$350 million FCA verdict against nursing facility operator vacated



On January 11, 2018, a federal judge vacated a nearly $350 million verdict against a Florida nursing facility operator accused of submitting false claims based on the theory “that upcoding of RUG levels and failure to maintain care plans made [the defendants’] claims to Medicare and Medicaid false or fraudulent.” The judge relied on the Escobar decision in finding that the relator failed to offer evidence of materiality of the alleged defects in the nursing facilities’ claims to Medicare and Medicaid.

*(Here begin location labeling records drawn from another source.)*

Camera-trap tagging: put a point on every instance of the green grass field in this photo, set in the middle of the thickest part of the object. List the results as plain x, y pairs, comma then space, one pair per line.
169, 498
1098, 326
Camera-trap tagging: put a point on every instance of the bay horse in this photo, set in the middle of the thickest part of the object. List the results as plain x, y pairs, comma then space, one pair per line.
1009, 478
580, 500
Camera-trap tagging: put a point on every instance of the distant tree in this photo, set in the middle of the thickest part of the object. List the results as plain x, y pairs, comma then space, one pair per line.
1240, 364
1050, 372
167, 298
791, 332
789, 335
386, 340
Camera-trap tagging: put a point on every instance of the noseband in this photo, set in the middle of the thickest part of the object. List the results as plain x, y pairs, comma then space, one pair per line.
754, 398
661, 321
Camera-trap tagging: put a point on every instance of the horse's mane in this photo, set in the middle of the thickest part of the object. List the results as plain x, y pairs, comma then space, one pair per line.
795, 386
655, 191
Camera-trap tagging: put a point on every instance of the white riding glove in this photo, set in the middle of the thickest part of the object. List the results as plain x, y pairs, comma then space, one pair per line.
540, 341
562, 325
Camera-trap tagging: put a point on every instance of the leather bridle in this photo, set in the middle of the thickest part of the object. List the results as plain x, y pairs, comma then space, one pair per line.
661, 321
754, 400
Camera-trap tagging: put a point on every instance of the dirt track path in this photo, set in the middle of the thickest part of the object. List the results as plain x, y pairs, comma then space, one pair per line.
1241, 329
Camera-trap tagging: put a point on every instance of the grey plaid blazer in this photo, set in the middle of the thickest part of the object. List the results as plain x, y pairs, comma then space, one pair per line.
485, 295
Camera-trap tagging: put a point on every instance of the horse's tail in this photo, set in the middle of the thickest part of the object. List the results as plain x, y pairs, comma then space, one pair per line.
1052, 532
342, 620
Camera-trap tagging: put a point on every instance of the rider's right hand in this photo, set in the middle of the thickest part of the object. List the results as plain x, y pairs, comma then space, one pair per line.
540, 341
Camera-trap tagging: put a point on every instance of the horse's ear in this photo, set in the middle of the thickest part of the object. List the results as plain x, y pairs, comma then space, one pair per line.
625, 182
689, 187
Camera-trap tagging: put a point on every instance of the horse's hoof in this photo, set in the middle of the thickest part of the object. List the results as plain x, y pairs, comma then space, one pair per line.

In Escobar, the Supreme Court held that the False Claims Act (FCA) requires the relator to prove the non-compliance was material and the defendant knew the noncompliance was material to the government’s payment decision. In the decision vacating the verdict against the nursing home operator, the judge stated:

Not only did the relator fail to prove that the governments regarded the disputed practices as material and would have refused to pay, but the relator failed to prove that the defendants submitted claims for payment despite the defendants’ knowing that the government would refuse to pay the claims if either or both governments had known about the disputed practices. In fact, both governments were — and are — aware of the defendants’ disputed practices, aware of this action, aware of the allegations, aware of the evidence, and aware of the judgments for the relator — but neither government has ceased to pay or even threatened to stop paying the defendants for the services provided to patients throughout Florida continuously since long before this action began in 2011.

The potential impact of this decision is not yet known. But the judge’s reliance on the fact that neither CMS nor Florida Medicaid took any steps to halt payments to these nursing facilities the decision could lead to more aggressive action by CMS and state Medicaid agencies to hold payments to defendants in false claims actions in order to avoid a finding that materiality cannot be proven.